Researchers from the Pervasive Technology Institute at the Digital Science Center at Indiana University are working on developing and using cloud computing techniques to support life science research. NIH awarded the university $1.5 million in grant funding to construct an experimental supercomputing network called “FutureGrid”.
Technological advances have made medical and biological research increasingly data-rich in recent years and scientists believe that this trend will continue to accelerate. In the future, processing extremely large sets of digital data resulting from gene sequencing and other medical research technologies generally cannot be met by a single facility or supercomputer.
Cloud computing provides a way to outsource computing infrastructure and can create virtual supercomputers with greater computational power than can be provided by any one facility. Clouds also support new data parallel technologies that can process massive data sets.
Users of clouds can access nearly unlimited computational power created by pooling distributed computation resources and using simple and straightforward web interfaces. This eliminates the need for users or their institutions to own and maintain large expensive computational equipment, and in addition users don’t need to have detailed technical understanding of the computational resources supporting their research.
“Cloud computing approaches are likely to affect research in the coming years, “said Principal Investigator Geoffrey Fox, Director of the Digital Science Center. “These technologies hold significant promise in the life sciences and medical sciences as they offer the potential for greater computational power and faster speeds at a lower cost.”
The project team is developing a software infrastructure to make use of the substantial hardware and networking investment made by Indiana University and the National Science Foundation (NSF).

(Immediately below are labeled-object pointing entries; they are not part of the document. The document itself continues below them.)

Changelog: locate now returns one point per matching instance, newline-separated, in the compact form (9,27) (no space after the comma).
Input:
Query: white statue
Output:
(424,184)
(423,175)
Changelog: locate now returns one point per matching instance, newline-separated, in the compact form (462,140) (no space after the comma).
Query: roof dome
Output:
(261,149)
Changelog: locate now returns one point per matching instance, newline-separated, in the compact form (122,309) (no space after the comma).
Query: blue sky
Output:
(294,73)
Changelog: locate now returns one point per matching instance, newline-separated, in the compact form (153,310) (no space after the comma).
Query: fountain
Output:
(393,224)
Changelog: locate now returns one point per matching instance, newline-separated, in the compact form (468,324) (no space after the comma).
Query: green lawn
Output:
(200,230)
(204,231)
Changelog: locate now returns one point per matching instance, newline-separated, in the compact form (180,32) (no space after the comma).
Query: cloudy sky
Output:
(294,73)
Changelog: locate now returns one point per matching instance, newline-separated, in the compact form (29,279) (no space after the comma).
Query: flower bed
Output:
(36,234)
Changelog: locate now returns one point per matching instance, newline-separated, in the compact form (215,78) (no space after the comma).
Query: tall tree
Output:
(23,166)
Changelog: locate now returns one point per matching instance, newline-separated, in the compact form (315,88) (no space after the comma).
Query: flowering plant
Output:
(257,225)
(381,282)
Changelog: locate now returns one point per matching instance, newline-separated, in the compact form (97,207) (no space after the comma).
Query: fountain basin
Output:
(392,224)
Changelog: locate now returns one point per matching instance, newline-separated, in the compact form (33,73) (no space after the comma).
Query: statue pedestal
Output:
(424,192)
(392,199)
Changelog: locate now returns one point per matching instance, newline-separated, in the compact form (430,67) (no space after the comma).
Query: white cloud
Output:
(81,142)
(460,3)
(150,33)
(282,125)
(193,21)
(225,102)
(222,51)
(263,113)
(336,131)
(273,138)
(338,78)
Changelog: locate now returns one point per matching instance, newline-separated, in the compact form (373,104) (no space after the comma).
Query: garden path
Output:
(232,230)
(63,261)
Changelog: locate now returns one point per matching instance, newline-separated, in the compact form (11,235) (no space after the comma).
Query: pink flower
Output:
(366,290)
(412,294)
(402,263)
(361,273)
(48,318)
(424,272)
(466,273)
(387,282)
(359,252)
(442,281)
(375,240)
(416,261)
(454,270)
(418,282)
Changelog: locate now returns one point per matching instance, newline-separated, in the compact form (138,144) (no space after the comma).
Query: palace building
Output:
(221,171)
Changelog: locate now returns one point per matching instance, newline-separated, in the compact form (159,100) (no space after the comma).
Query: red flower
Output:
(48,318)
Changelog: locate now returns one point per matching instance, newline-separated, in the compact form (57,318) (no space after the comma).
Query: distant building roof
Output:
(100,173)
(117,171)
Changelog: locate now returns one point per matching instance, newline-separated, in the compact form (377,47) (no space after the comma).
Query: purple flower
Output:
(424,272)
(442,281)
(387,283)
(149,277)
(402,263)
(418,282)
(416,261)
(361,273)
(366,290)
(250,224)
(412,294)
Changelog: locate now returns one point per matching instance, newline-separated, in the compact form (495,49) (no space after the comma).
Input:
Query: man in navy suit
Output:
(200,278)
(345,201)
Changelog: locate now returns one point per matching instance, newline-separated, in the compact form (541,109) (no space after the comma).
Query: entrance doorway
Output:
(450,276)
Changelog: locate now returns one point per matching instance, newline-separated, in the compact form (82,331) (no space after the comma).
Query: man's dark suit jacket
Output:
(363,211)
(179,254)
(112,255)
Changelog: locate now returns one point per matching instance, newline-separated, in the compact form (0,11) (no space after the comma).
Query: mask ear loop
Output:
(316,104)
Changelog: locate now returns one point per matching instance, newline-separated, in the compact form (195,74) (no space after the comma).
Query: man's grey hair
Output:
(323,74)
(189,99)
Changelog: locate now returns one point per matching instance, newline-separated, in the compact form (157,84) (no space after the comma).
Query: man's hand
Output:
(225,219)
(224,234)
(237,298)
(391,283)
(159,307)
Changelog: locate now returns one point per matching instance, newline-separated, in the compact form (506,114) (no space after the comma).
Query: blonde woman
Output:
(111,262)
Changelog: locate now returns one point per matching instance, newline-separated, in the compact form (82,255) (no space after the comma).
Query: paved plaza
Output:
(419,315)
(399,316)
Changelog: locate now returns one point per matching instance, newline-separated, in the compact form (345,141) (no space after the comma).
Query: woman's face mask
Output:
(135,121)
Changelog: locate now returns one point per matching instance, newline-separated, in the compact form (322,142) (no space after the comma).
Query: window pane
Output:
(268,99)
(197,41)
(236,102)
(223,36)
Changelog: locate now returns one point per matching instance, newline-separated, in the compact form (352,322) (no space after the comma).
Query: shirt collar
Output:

Both the university and NSF have worked together to develop “FutureGrid” a national experimental testbed, and TeraGrid, a national network of high performance computing resources. In the future, the project will also harness commercial cloud computing infrastructure such as Amazon Web Service, Microsoft Azure, and other open source software.

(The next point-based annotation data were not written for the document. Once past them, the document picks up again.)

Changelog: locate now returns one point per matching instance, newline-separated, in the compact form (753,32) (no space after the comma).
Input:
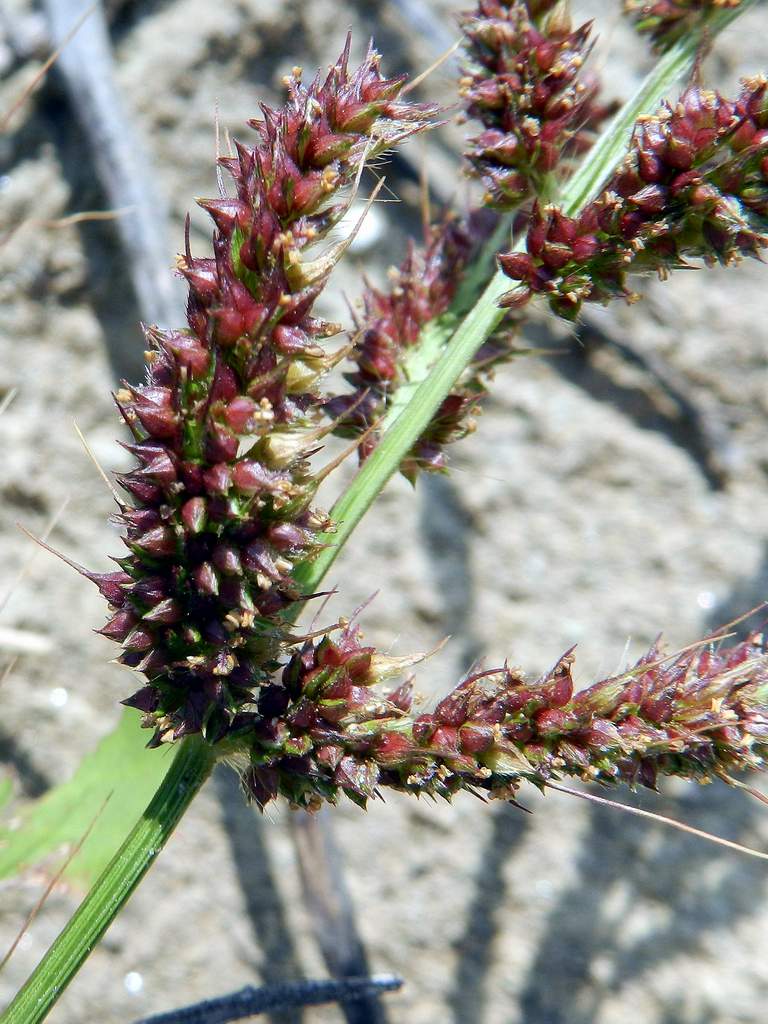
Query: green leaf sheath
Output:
(429,381)
(190,767)
(120,768)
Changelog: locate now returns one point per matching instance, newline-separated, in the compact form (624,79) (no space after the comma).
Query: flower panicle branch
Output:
(694,185)
(221,500)
(390,326)
(667,20)
(339,726)
(524,82)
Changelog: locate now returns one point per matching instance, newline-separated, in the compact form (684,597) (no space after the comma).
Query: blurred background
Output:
(611,491)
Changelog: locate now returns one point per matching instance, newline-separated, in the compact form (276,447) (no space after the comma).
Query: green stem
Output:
(432,373)
(188,771)
(433,366)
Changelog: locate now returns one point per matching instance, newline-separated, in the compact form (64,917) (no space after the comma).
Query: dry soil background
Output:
(578,513)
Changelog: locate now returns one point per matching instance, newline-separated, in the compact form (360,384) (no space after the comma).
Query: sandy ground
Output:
(580,512)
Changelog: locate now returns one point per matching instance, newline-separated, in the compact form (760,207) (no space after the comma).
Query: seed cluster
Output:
(421,291)
(694,185)
(333,724)
(524,84)
(222,495)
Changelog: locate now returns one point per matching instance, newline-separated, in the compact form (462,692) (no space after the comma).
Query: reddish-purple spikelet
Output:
(699,714)
(222,495)
(524,83)
(694,185)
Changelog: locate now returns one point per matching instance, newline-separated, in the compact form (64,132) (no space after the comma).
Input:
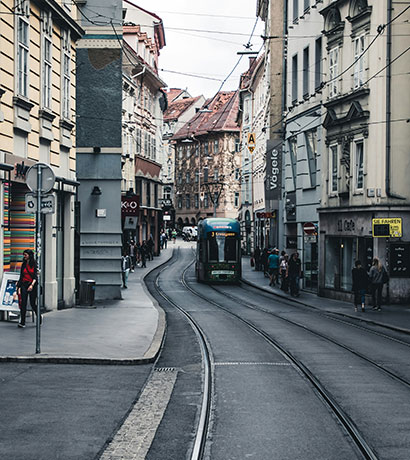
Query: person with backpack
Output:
(360,285)
(378,277)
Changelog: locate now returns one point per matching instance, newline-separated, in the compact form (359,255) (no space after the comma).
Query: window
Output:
(22,56)
(318,63)
(293,146)
(206,199)
(333,72)
(359,165)
(333,168)
(311,146)
(167,193)
(295,10)
(295,78)
(236,199)
(47,59)
(306,71)
(358,76)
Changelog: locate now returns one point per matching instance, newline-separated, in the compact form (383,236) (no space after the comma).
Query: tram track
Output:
(391,374)
(350,427)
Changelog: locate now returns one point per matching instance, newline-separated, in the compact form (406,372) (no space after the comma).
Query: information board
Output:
(389,227)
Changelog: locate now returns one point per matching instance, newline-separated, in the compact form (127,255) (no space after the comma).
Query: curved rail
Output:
(350,427)
(204,416)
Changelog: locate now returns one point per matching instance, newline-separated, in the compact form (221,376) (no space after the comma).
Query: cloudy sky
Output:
(200,53)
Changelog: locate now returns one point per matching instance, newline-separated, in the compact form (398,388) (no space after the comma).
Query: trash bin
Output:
(87,292)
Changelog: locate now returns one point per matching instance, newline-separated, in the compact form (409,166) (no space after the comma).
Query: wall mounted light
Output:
(96,191)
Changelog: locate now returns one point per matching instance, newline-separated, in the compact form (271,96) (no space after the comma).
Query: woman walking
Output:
(360,284)
(378,276)
(26,286)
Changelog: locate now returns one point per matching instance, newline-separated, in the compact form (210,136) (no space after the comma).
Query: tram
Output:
(218,253)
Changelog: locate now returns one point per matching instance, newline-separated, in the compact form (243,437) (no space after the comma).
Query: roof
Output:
(224,106)
(173,93)
(178,107)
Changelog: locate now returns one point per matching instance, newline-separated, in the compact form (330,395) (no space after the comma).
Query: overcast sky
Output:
(210,55)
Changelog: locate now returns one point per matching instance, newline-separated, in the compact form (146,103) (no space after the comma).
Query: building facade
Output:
(304,138)
(99,147)
(207,158)
(144,105)
(37,121)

In addition to developing new cloud computing approaches, the research team will partner with several IU life science research teams to apply and test these techniques in their specific areas of life science research. These areas include projects related to population genomics as well as projects involved in assembling and sequencing gene fragments. Cloud technologies will also be applied to gene family clustering and the visualization of their structure in three dimensions.